3Ulpianus, On Sabinus, Book XLVII. Novation does not take effect where there are two promisors. For although one may answer first, and the other bind himself after an interval, the result will be that we must hold that the first obligation continues to exist, and that the second is accessory. It makes little difference whether the parties answered together, or separately, when it is their intention that there shall be two joint-debtors, and that a novation shall not take place. 1Where there are two joint-promisors, the entire amount can be demanded of one of them. For it is the nature of the obligation contracted by two joint-promisors that each one of them shall be bound for the entire amount, and that it can be demanded from either; and there is no doubt that half can be demanded from each one, just as can be done from the principal debtor and the surety. For, as there is but one obligation, only one sum of money is due, and if one of them pays it, both will be discharged from liability; or if it is paid by the other, discharge from liability will also result.

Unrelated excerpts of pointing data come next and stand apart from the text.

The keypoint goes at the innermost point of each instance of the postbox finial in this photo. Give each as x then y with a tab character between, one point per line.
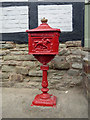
44	20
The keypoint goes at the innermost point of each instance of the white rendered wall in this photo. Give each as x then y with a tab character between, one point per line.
14	19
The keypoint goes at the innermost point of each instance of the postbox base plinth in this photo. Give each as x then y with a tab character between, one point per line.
38	101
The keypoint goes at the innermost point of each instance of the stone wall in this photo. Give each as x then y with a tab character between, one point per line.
86	74
18	69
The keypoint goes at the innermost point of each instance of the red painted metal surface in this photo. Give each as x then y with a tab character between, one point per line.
43	44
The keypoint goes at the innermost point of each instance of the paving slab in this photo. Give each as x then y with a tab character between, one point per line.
16	103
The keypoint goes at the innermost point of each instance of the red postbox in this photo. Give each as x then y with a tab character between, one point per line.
43	43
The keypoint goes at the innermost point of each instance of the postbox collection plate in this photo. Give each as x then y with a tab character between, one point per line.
43	43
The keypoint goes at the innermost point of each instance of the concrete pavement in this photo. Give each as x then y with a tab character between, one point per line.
70	104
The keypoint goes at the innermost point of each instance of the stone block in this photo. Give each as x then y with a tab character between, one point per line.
7	46
12	63
22	70
21	45
73	72
62	46
15	77
4	52
20	57
77	65
76	51
5	75
60	63
73	44
63	51
73	58
6	68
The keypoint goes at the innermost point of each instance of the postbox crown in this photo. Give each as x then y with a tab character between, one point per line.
43	27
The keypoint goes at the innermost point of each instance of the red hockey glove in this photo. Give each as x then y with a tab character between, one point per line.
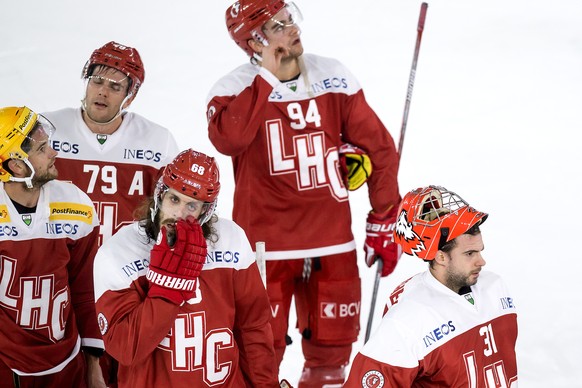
379	244
174	270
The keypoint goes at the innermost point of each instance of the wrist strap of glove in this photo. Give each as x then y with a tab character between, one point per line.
170	281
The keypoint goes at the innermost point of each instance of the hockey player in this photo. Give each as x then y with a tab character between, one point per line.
48	239
180	301
282	118
454	325
111	154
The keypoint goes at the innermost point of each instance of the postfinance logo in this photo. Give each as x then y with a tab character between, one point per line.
71	212
4	216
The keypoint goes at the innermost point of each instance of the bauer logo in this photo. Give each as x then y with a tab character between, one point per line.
142	155
71	212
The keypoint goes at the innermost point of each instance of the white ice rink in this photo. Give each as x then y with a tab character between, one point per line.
495	117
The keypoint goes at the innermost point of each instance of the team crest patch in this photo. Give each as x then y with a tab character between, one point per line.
27	219
103	324
101	138
71	212
4	217
373	379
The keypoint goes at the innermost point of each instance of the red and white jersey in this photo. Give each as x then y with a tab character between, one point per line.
433	337
221	337
47	305
283	138
117	171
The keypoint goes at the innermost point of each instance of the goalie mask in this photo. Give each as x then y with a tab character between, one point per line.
193	174
431	216
245	19
17	124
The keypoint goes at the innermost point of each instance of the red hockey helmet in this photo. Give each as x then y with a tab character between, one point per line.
431	216
245	18
122	58
193	174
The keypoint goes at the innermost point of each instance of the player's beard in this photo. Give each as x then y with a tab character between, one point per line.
40	179
455	280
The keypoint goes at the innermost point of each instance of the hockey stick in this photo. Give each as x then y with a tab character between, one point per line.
260	255
420	29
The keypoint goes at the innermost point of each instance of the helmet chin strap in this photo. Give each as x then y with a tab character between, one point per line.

4Pomponius, On Sabinus, Book XXIV. Two joint-promisors are legally liable whether they are asked, “Do you both promise?” and they answer “I do” or “We do,” or if they are asked, “Do you promise as individuals?” and they answer, “We promise.”
5Julianus, Digest, Book XXII. There is no one who is not aware that the services of others can be promised, and that a surety can be furnished in an obligation of this kind, and therefore that nothing prevents the contract of two stipulators or two promisors from being entered into under such circumstances; as, for instance, where two joint-stipulators make an agreement for the same work to be performed by the same artisan; and, on the other hand, where two artisans, skilled in the same trade, promise to perform the same labor, and become joint-promisors.
6The Same, Digest, Book LII. If I expect to have two joint-promisors, and interrogate both of them but only one answers, I think that the better opinion is that the one who answers is liable; for the interrogatory is not put to both of them under the condition that no obligation will be incurred if only one should reply. 1Where there are two joint-promisors, I entertain no doubt that the stipulator is at liberty to receive a surety from both, or only from one of them. 2Where anyone who is interrogated by two joint-stipulators answers one of them that he promises, he will be liable to him alone. 3Two joint-promisors can undoubtedly be bound in such a way that the time in which each of them gives his answer shall be taken into consideration. A reasonable interval of time, as well as an ordinary transaction (provided it is not contrary to the obligation), does not prevent two joint-promisors from becoming liable. A surety, also, who having been interrogated, answers between the two replies of the joint-promisor, is not considered to have interfered with their liability, because a long period of time has not intervened, and no act at variance with the terms of the obligation has been performed.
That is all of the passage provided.